The standard of initial decisions is variable, but government can improve by engaging in organisational learning. This requires departments consciously to assume responsibility to understand the causes of poor decisions, and to seek to improve. They should seek to identify appropriate lessons from both failures and successes and expand their capacity to learn from the past to improve for the future. In particular, tribunal decisions contain much useful data on the quality of decision-making and on the nature of decision-making. Departments should collect and analyse such feedback and enter into dialogue with tribunals and other bodies. Some have made initial efforts to learn from tribunals, but much more could be done. Only if departments are able to improve the quality of their own learning, will we then start to see better quality initial decisions.

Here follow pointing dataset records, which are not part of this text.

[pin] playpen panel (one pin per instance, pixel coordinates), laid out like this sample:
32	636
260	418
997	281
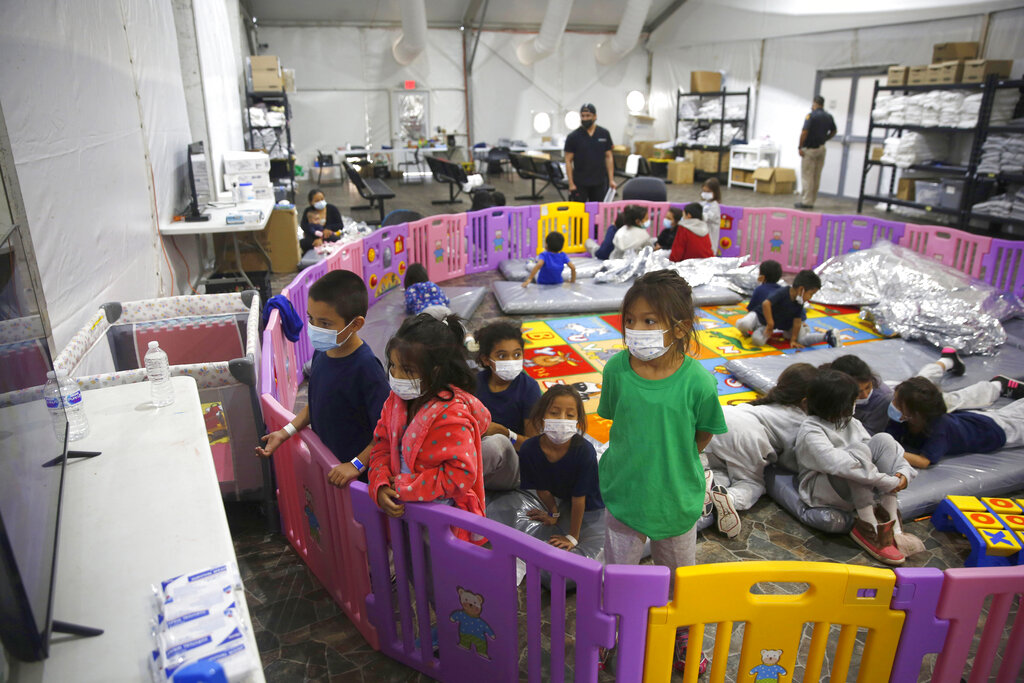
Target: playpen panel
1003	266
844	233
474	594
569	218
848	596
385	259
964	595
950	247
728	237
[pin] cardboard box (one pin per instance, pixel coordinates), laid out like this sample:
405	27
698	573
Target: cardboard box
947	51
916	75
976	71
706	81
775	180
680	172
897	75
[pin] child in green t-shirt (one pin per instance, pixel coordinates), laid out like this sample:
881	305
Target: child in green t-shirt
665	410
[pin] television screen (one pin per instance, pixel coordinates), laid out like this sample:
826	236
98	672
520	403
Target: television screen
30	437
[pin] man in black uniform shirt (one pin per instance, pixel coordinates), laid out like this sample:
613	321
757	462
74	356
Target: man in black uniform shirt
588	159
818	129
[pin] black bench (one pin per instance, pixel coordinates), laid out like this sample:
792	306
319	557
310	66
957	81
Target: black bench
372	189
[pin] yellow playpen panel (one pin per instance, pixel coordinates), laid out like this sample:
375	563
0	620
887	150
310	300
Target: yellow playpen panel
852	597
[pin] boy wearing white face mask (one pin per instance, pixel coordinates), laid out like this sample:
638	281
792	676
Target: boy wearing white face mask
347	386
784	310
665	409
561	465
510	395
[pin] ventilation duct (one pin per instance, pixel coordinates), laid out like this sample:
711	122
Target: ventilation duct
546	41
614	48
414	32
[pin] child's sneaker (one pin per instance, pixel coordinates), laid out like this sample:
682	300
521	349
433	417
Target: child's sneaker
1011	387
728	518
950	352
682	639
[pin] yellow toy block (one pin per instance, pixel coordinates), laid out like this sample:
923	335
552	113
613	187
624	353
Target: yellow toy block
983	520
1001	505
967	503
1016	522
999	542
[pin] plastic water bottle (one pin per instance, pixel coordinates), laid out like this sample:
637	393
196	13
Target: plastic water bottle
64	400
158	369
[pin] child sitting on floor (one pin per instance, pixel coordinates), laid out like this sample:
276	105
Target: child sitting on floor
920	421
551	261
784	310
561	465
842	466
422	294
426	446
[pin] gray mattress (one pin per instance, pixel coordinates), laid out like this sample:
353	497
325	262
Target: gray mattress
518	268
586	297
384	316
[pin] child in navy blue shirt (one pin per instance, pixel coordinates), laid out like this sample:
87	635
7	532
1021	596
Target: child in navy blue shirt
561	465
347	385
422	294
783	309
550	263
918	419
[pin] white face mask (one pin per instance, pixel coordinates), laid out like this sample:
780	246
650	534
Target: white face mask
404	389
646	344
508	370
560	431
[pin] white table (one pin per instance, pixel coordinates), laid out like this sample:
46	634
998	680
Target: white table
147	509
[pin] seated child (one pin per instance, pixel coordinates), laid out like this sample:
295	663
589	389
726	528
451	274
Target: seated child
842	466
551	261
561	465
422	294
920	420
347	386
783	309
426	445
509	394
670	223
769	272
633	236
692	239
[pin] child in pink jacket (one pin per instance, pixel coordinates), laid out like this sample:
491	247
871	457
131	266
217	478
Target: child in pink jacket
426	446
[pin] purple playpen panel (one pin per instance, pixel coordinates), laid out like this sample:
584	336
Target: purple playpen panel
916	593
964	595
953	248
783	235
1003	266
385	257
844	233
728	237
475	597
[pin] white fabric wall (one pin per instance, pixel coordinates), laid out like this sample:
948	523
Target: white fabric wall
98	165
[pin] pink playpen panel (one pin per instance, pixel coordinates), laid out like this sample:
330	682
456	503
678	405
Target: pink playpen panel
783	235
1003	266
439	244
953	248
385	258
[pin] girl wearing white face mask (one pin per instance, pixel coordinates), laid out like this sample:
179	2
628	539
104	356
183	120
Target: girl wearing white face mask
427	443
509	394
561	466
321	221
665	409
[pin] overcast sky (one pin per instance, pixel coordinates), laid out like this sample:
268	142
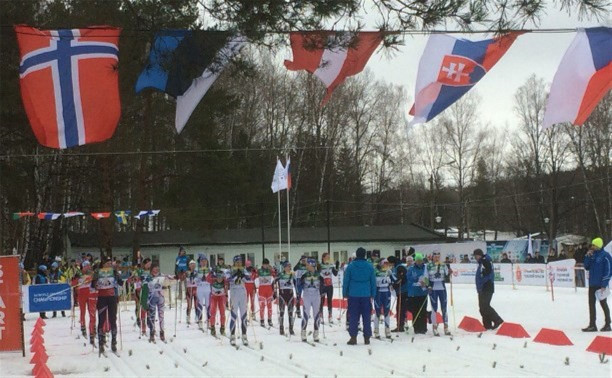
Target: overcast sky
532	53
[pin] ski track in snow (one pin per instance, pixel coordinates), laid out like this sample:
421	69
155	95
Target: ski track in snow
530	306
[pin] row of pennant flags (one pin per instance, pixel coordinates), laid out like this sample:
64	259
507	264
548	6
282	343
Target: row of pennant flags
122	216
70	92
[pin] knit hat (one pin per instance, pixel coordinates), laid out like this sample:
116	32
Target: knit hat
597	242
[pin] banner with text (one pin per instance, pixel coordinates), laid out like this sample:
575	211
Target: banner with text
49	297
11	338
562	272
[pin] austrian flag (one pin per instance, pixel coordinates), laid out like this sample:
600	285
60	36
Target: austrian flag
332	57
69	83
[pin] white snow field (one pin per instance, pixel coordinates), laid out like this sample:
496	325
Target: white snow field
193	353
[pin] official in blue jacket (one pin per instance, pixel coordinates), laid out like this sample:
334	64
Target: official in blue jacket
417	281
485	286
599	264
359	286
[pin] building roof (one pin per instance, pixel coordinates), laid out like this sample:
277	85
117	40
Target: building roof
394	233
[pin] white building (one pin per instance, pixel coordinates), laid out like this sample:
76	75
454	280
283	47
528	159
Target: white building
255	244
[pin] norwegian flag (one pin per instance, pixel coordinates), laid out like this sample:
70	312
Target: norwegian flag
69	83
100	215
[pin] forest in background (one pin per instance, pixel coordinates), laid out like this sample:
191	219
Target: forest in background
356	153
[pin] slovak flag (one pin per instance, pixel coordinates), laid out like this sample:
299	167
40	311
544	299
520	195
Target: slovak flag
49	216
582	79
69	83
330	56
450	67
100	215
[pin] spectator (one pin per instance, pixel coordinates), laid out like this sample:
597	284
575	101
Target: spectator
359	286
485	288
599	264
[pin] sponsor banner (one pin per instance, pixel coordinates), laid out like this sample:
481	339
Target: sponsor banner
562	272
11	338
456	252
48	297
530	274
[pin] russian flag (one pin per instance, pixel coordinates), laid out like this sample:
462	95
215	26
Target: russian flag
450	67
49	216
582	79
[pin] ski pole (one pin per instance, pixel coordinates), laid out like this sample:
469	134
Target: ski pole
176	307
120	334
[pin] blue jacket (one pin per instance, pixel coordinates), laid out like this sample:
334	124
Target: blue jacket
359	280
485	276
599	266
413	277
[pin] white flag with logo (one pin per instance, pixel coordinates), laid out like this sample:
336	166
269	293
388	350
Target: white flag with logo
279	181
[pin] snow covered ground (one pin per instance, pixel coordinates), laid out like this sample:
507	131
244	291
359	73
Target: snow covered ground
193	353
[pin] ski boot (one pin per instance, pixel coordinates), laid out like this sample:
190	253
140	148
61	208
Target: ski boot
446	330
434	328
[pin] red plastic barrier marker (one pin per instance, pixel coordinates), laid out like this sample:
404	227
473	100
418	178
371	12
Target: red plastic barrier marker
601	344
513	330
552	337
471	325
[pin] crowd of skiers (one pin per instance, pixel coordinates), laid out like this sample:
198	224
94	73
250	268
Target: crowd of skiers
301	291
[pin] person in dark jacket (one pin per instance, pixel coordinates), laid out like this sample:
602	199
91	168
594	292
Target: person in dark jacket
42	277
417	281
485	287
359	286
599	264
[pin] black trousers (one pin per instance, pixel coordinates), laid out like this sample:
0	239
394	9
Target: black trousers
488	313
604	306
418	307
327	291
107	312
401	307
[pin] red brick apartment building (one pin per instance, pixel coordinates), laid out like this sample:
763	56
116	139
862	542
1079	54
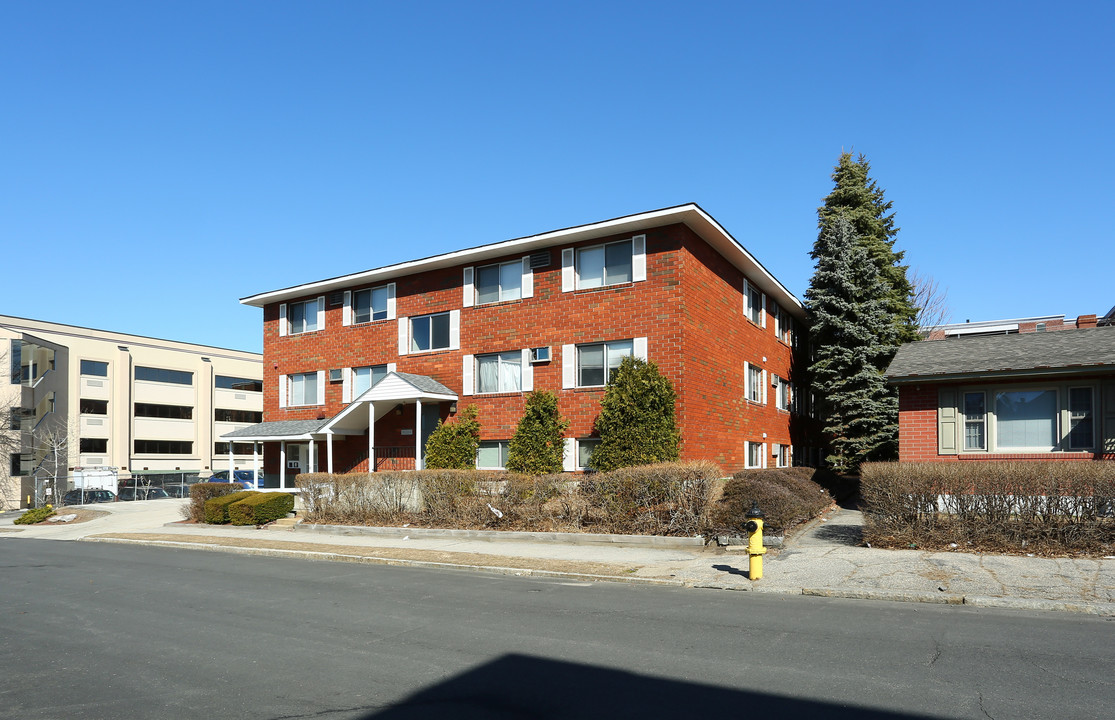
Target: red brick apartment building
1029	389
366	365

Robert Thomas is Professor of Public Law at the School of Law, University of Manchester.

This blog post draws upon a forthcoming paper in Public Law, available here.

Originally published on the UK Constitutional Law Association blog and reposted here with kind permission of the author and the UKCLA. Suggested citation: R. Thomas, ‘Administrative Justice, Better Decisions, and Organisational Learning’ UK Const. L. Blog (9 September 2014) (available at http://ukconstitutionallaw.org)

About UK Administrative Justice Institute

Funded by the Nuffield Foundation, we link research, practice & policy on administrative justice in the UK


One thought on “Analysis: Robert Thomas – Administrative Justice, Better Decisions, and Organisational Learning

  1. I took great inspiration from the sadly defunct AJTC. I found their content educative on a personal level as a citizen and at practitioner level. However one of the few things that they got wrong, is the “right first time” policy for public body decisions, specifically with reference to social security. What they missed is the operation of the supersession and revision rules, which modify the legal concept of finality in the world of administration so that social security decisions can be justiciable. The AJTC missed that for the rules to work effectively, the claimant needs to cooperate with the administering authority at the outset and continually beyond that. This is an onerous expectation for the claimant as real life has it that changes in their circumstances will be reported late or not at all. The AJTC did not take into account how many first time decisions were incorrect due to unintentional misrepresentations on behalf of the claimant which had to be corrected later. Certainly it helped public authorities reduce their errors, but this is only half the story, the policy recommendation provided only a partial solution to the quality of poor first time decisions.